Com o passar do tempo e os avanços tecnológicos, sua perspectiva mudou radicalmente. Esse interesse renovado o levou, primeiramente, a projetar uma solução de armazenamento em aço inoxidável para frases-semente, buscando a maneira mais robusta de proteger o acesso à rede.
Proteção física para carteiras de criptomoedas
A evolução natural do projeto de armazenamento físico levou à criação da Bitsurance. Essa iniciativa busca preencher uma lacuna específica no ecossistema: a proteção de ativos armazenados em carteiras de hardware contra incidentes do mundo real. Embora a segurança cibernética frequentemente domine as manchetes, os riscos físicos muitas vezes passam despercebidos.
O serviço foi projetado para proteger carteiras contra incêndio, inundação e roubo. Ele também aborda uma preocupação crescente no setor, conhecida como "ataque da chave inglesa de 5 dólares", que envolve extorsão física ou ameaças diretas na casa do usuário para forçar a liberação de fundos.
Cobertura e compensação garantidas
Para reforçar essa oferta, as apólices da Bitsurance contam com o respaldo da Liberty Specialty Markets, uma divisão do grupo de seguros Liberty Mutual. Essa parceria permite que a Bitsurance ofereça cobertura estruturada e profissional para usuários que optam pela autogestão de seus ativos.
Caso um usuário perca seus fundos devido a qualquer um dos incidentes cobertos, o modelo de compensação estipula que o pagamento seja feito em moeda fiduciária. De acordo com os detalhes do serviço, a cobertura pode chegar a € 500.000, proporcionando uma rede de segurança tangível para aqueles que estão construindo seus portfólios para o longo prazo.

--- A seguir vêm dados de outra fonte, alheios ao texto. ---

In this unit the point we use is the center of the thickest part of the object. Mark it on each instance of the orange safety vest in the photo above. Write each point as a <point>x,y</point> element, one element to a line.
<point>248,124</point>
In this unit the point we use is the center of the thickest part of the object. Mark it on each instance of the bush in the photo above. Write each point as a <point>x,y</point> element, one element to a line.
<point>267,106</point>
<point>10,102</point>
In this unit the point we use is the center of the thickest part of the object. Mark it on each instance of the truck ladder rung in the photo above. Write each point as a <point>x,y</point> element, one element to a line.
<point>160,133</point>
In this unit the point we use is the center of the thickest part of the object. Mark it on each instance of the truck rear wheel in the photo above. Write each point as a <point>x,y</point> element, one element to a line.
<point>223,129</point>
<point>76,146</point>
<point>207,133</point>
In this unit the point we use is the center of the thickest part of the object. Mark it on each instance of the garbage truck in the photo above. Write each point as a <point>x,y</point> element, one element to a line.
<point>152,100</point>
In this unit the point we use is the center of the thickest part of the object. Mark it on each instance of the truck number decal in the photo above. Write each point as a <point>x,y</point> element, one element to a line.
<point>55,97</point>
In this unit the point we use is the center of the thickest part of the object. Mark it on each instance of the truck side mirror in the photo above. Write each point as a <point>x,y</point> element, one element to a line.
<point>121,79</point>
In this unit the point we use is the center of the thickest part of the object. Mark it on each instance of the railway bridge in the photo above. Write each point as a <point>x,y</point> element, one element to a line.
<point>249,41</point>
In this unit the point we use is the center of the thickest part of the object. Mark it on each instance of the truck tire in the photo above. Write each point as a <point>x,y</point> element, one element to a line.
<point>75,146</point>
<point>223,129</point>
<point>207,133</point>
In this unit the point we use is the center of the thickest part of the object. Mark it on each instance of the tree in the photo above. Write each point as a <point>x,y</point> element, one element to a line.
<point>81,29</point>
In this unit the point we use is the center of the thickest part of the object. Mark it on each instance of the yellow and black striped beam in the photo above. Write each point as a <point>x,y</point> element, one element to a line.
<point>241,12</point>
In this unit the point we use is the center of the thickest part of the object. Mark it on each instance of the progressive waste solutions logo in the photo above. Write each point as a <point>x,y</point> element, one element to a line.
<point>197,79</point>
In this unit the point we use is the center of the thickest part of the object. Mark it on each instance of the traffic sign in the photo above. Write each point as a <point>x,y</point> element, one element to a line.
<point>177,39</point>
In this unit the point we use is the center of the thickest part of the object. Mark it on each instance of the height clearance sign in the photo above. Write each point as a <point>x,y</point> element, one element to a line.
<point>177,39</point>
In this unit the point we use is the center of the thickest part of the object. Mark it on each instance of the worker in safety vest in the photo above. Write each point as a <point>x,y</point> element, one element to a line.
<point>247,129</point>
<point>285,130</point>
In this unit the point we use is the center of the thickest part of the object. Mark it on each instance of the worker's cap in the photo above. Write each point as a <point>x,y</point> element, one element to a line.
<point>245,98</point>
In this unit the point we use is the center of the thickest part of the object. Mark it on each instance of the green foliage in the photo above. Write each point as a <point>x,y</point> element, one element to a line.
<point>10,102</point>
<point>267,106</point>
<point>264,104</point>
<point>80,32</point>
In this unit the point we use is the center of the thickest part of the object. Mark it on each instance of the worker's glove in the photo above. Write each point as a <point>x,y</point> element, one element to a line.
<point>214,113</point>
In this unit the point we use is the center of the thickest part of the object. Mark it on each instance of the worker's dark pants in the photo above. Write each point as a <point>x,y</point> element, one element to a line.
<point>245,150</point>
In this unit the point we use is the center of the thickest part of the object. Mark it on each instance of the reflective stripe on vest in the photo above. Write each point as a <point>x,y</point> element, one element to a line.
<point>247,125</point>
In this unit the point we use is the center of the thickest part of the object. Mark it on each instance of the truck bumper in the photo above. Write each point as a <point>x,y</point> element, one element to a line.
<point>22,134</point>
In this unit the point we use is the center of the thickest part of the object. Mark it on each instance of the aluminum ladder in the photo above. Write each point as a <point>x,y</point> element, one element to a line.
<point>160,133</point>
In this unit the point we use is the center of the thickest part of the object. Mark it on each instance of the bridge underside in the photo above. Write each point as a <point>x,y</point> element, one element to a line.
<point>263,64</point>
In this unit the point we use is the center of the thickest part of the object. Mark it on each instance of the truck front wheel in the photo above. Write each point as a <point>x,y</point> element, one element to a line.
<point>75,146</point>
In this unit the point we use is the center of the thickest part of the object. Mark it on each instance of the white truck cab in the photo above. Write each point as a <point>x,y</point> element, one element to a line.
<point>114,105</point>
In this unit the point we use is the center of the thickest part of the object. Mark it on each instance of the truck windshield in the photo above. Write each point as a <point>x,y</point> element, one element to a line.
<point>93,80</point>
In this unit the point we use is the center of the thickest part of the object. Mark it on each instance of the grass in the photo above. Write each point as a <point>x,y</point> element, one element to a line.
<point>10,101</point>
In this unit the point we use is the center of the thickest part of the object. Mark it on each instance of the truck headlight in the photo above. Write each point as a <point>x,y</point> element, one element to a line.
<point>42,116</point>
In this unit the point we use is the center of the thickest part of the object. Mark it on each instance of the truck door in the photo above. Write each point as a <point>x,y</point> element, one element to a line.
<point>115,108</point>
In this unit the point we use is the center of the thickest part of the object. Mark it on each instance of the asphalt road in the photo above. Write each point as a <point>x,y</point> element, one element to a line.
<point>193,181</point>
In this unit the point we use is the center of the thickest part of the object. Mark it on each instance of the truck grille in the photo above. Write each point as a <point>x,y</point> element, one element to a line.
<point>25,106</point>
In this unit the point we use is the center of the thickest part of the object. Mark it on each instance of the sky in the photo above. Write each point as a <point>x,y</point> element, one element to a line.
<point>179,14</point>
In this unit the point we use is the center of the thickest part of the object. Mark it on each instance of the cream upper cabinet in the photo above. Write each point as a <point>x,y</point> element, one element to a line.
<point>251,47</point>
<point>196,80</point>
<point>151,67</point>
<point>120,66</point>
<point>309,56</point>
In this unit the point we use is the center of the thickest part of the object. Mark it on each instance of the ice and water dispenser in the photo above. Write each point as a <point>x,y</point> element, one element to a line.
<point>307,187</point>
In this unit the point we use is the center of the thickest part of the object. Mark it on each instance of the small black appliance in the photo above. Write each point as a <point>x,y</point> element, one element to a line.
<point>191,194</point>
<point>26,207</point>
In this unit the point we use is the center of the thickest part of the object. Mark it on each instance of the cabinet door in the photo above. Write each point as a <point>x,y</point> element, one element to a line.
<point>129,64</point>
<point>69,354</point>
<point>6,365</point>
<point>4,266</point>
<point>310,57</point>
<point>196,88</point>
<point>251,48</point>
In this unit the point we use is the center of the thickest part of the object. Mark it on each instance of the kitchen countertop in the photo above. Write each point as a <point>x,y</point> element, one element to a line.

A trajetória de Seedor ilustra como as experiências iniciais no ecossistema cripto, mesmo aquelas que podem ser consideradas erros em retrospectiva, podem ser transformadas em soluções inovadoras. Sua abordagem demonstra que a maturidade tecnológica exige não apenas avanços em software, mas também na infraestrutura de segurança física que envolve os usuários.
Com o crescimento da adoção e a consolidação do valor dos ativos, a integração de serviços tradicionais, como seguros, ao campo da autocustódia representa mais um passo rumo à normalização e à proteção abrangente dos ativos digitais.
O investimento em criptoativos não é totalmente regulamentado, pode não ser adequado para investidores de varejo devido à alta volatilidade e há risco de perder todos os valores investidos.